More than half of a group of adult carriers of the BRCA gene mutation discussed hereditary cancer risk with at least one child, according to a study reported online and in the Aug. 20 issue of the Journal of Clinical Oncology.
But seldom did those parents consult physicians or genetic counselors before talking to their children about the test results or their risks, Christopher K. Daugherty, M.D., of the University of Chicago, and colleagues stated.
The impact and consequences of such disclosures are unclear, they noted, but the potential exists for negative fallout.
"[S]ome offspring may not fully understand the information shared and . . . there is a potential for initial adverse reactions among offspring in response to parent disclosures," Dr. Daugherty and colleagues stated.
More research into the long-term psychological impact on children is needed to help define the role of health care professionals and genetic counselors in communicating information about genetic testing, they concluded.
The discovery of the BRCA1 and BRCA2 cancer genes thrust genetic testing to the forefront of cancer risk assessment. Carriers of the mutation are counseled to consider risk-reducing interventions, such as prophylactic surgery and intensive surveillance.
Because interventions generally do not need to occur before age 25, most professional societies have recommended against genetic testing of minors for conditions that are unlikely to arise before adulthood and for which preventive or therapeutic measures are not indicated until adulthood.
Even so, previous studies have indicated that half of BRCA carriers inform their minor children of their mutation status.
"None of the studies to date have provided great insight into parent experiences with disclosure, how parents make the decision to disclose, and the role of health care professionals in the decision and process of disclosing," the authors stated.
To address some of the unanswered questions, the investigators analyzed data from interviews with 42 parents from 32 families with a total of 86 children. Each parent completed a 31-item semi-structured interview administered by trained research assistants.
The parents' mean age was 45, and all but five of the participants were women. Two-thirds of the interviewees had the BRCA1 mutation. The authors reported that 23 participants (55%) had a personal history of BRCA-associated cancer. All but six of the women had undergone prophylactic oophorectomy, and 17 had had prophylactic mastectomies.
Most of the parents had two or more children, whose median age was 12 at the time of their parents' genetic tests. A third of the children were younger than 10 at the time of testing, and 31% were 18 to 25.
The survey revealed that 23 (55%) of the parents had discussed hereditary risk of cancer with at least one child, and 21 (50%) had disclosed their genetic test results to one or more children. Of those who discussed the testing with their children, 70% did so immediately after receiving the results but some delayed the disclosure for as long as six years.
Factors associated with disclosure of test results were older age of the child, female parent, parent history of prophylactic surgery, and lower educational level of parent. Those associations remained significant in a multivariate analysis (P=0.040 to P<0.0005). Neither the child's gender nor the parent's history of cancer was associated with disclosure.
When asked to identify the most important person who assisted in the decision to discuss the test results with the child, 45% of parents cited themselves and 43% said their spouse. Only 5% said a health care professional.

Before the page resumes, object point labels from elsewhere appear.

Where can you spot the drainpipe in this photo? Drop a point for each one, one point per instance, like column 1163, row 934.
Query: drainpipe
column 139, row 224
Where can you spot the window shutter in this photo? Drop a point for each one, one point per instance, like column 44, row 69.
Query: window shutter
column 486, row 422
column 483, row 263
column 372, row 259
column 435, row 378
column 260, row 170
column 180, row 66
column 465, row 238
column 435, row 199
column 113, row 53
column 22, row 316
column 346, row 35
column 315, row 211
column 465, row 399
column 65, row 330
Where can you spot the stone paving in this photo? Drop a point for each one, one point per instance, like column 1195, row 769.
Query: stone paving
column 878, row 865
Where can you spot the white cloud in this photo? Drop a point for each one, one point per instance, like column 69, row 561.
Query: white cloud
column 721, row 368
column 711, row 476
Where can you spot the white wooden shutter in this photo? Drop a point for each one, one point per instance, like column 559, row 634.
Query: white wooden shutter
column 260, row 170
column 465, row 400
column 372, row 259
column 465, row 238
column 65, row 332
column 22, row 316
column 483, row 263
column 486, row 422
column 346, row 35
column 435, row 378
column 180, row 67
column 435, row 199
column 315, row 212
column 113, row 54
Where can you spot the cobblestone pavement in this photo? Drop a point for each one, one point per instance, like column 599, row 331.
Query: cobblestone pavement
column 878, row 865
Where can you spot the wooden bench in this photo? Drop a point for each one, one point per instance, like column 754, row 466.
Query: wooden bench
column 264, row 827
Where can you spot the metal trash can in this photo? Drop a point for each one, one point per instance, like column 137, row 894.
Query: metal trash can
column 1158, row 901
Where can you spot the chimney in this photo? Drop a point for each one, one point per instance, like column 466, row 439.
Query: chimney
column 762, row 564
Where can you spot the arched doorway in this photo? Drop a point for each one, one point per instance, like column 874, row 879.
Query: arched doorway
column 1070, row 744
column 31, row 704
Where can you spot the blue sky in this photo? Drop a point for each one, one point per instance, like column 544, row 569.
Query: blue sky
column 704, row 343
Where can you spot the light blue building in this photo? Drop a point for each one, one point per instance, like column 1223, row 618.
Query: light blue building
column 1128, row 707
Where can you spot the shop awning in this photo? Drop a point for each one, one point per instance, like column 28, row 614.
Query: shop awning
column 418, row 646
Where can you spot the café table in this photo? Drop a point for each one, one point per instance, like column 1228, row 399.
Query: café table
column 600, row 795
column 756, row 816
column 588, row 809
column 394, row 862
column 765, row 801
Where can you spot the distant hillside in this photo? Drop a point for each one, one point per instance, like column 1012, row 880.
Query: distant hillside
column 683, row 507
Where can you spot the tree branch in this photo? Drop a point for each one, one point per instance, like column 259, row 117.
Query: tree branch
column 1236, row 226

If a health care professional was involved in the decision, 21% said it was a genetic counselor and 14% reported a physician's involvement.
Almost two thirds of parents (61%) said they did not believe that a meeting between their children and a genetic counselor would be helpful.
Parents' perceptions of their children's response to the disclosure were mixed. Of those who addressed their children's reactions, half said their child or children did not appear to understand the significance of the information.
Almost half (48%) of the parents described negative reactions that ranged from concern or anxiety to strong emotional reactions such as fear or crying.
Two-thirds of the parents said disclosure of the genetic test results had no effect on their relationship with their children.
The authors stated that the findings emphasize the need for more research and information about the impact of disclosure on children.
"This represents a critical gap in the field of cancer genetics and counseling, with little information available to health care professionals who counsel carriers of the BRCA mutation about the impact of discussing genetic risk with their children before the recommended age of medical screening or intervention," they said.